Lutava contra tais sentimentos, e o tempo circundava criando um vazio e seus pequenos e inofensivos hábitos abriam caminho para finitude, e o cotidiano tornara mais suportável. Era uma suportabiliade ilusória, pois sabia que os hábitos eram uma prisão. Fez seu café, sim, resolveu-se pelo cigarro, e olha em volta, analisando todos os objetos da casa enquanto fazia anotações mentais do que precisaria ser feito. Ajustar o quadro na parede, trocar o forro da mesa, desembolar o fio da fonte do computador, limpar a gaveta onde guardava as receitas (quase todas da sua mãe, um bem-querer. Um dia faria muitos daqueles pratos). Não aceitar perdão por aquilo que lhe tornava conservadora. Mas ainda assim a meta era ser libertária. Uma acidez, sensação de sufocamento, budistas falam de veneno mental. O café não ficou como queria, foi aquela pequena porção a mais de pó. Tudo bem, assim ficou ótimo também. Hoje já nem sabia o que era aquilo que sentira. A lembrança sempre vinha acompanhada de um aperto no peito, procura impulsos ajudantes. Começar em algum lugar, fora da superfície. Que aflitivo! Tinha a perfeita noção de que nada, absolutamente nada de anormal aconteceria se nem tudo fosse cumprido. Tratava-se de algo inofensivo. Imaginava que o caminho da cura fosse o enfrentamento dessa ilusão. Experimentava, testava o cotidiano. Já esteve a passar todos os dias pelo mesmo relógio que marcava exatamente a mesma hora 7:46. Chegou a conseguir isso por muitos dias consecutivos.

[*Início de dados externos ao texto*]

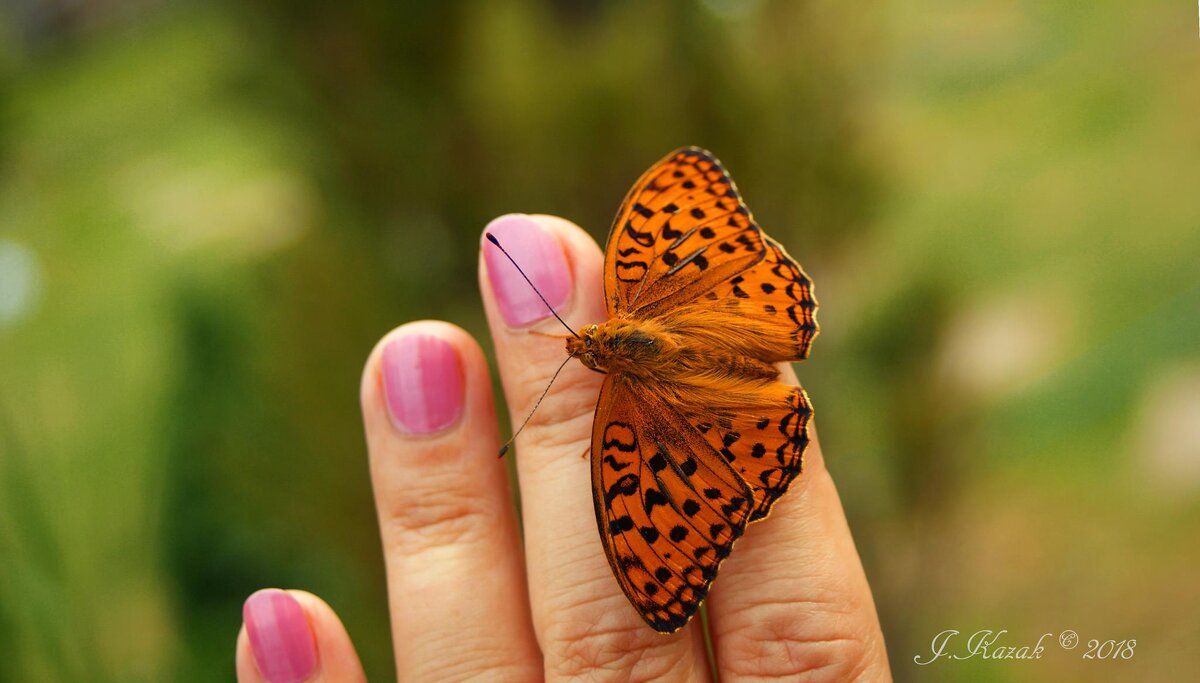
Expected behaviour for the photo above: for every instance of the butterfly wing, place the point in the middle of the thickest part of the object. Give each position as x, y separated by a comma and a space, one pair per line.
682, 229
683, 235
667, 505
763, 447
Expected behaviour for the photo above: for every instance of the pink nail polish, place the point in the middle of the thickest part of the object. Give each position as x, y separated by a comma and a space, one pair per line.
280, 636
423, 383
540, 256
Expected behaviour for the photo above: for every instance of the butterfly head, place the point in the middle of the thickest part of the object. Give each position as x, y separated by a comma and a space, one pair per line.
586, 346
621, 345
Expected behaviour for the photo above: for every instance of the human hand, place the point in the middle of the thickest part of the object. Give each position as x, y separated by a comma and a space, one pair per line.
469, 601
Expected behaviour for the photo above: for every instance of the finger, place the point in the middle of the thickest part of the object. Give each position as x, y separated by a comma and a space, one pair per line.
288, 636
583, 621
792, 598
455, 579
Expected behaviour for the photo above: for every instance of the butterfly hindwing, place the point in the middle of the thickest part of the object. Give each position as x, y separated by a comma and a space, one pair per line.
766, 447
681, 229
667, 505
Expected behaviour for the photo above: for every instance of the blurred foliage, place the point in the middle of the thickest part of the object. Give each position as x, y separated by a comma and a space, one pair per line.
210, 211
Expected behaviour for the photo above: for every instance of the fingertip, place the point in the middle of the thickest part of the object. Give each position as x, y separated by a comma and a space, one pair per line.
292, 636
421, 377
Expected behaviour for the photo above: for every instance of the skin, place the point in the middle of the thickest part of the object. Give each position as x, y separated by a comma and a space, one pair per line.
469, 601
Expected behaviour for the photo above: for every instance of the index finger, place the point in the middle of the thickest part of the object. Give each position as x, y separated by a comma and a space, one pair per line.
585, 623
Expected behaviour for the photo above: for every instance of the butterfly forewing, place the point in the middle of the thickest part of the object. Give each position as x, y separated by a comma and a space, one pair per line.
682, 229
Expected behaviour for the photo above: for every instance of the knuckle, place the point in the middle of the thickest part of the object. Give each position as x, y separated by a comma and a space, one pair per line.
420, 520
797, 641
603, 640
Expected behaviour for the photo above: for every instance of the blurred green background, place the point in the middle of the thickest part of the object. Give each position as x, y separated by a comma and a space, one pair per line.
209, 211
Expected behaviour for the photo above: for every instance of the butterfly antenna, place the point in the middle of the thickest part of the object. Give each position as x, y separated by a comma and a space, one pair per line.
505, 447
497, 243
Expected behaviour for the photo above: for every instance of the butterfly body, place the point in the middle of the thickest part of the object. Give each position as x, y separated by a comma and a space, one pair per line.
694, 436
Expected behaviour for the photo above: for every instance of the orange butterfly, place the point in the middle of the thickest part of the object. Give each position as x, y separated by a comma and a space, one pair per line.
694, 435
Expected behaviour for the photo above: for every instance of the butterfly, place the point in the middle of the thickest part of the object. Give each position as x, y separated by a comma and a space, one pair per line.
694, 436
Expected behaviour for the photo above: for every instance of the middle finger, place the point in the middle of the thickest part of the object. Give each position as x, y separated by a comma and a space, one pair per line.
585, 624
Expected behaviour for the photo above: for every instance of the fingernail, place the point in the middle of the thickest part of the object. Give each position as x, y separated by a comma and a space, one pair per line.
280, 636
423, 383
540, 256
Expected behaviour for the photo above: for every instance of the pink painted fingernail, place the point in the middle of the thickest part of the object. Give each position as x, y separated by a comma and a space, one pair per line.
539, 255
423, 383
280, 636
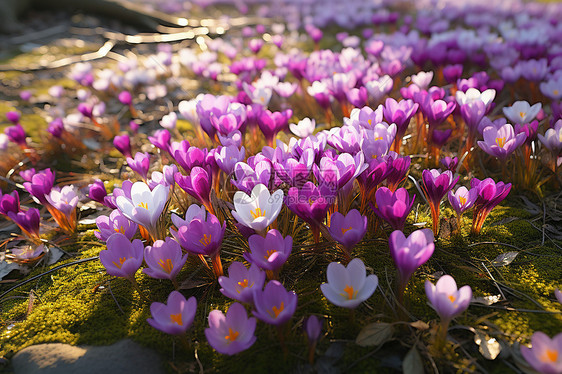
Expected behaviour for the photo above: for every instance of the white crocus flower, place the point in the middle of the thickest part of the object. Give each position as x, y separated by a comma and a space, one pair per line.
145, 206
522, 112
259, 209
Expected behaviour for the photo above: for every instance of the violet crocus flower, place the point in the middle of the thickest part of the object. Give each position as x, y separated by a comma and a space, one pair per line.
348, 230
140, 164
349, 286
410, 253
233, 333
122, 258
242, 282
501, 142
274, 305
522, 112
446, 299
393, 207
175, 317
164, 259
123, 144
490, 194
10, 203
259, 209
228, 156
145, 206
545, 354
197, 184
41, 184
435, 187
115, 222
269, 252
28, 221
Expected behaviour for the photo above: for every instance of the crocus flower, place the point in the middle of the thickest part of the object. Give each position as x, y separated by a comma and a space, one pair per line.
197, 184
444, 297
28, 221
116, 222
501, 142
545, 354
259, 209
233, 333
123, 144
349, 286
274, 305
410, 253
435, 187
140, 164
122, 258
490, 194
348, 230
522, 112
269, 252
145, 206
164, 259
242, 282
393, 207
175, 317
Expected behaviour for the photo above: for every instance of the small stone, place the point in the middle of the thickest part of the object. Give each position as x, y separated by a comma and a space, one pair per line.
123, 357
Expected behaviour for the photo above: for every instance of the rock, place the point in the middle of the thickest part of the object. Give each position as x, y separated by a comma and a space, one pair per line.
123, 357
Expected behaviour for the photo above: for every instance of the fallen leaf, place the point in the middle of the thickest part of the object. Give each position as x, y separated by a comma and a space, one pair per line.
374, 334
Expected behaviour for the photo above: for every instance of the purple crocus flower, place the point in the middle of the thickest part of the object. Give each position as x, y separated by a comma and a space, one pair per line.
16, 134
164, 259
28, 221
269, 252
10, 203
545, 354
490, 194
175, 317
444, 297
274, 305
393, 207
13, 116
410, 253
435, 187
197, 184
123, 144
122, 258
348, 230
233, 333
201, 236
228, 156
115, 222
501, 142
242, 282
41, 184
140, 164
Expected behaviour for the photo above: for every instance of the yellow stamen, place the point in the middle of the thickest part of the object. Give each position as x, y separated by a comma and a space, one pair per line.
276, 310
121, 261
500, 142
205, 240
168, 266
269, 253
349, 292
257, 213
550, 356
232, 335
176, 318
343, 231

Quase se acostumara com a sensação de vertigem e falta de ar. Não segura a torrente de lágrimas. Reivindica seu direito a chorar e a se sentir o tão vítima quanto quisesse. Parentes por parte do infinito, dos crimes. Não gostava desse terreno (o da vítima) mas era uma emergência. De tempos em tempos precisava se refugiar ali, mesmo que por alguns minutos. Logo se recuperava e buscava seu autocontrole na base de respirações programadas. Conhecia bem o caminho da ida e da saída desse estado. Sob todos esses domínios da finitude humana. Se culpa pelos pensamentos de uma suposta libertação, pensamentos frutos de insônia e tormento. Isso ainda acontece e, entre lágrimas vê à sua volta e a todo momento percebendo uma interligação imediata com aquilo que vive internamente. Será que é normal isso? Sempre ensimesmar?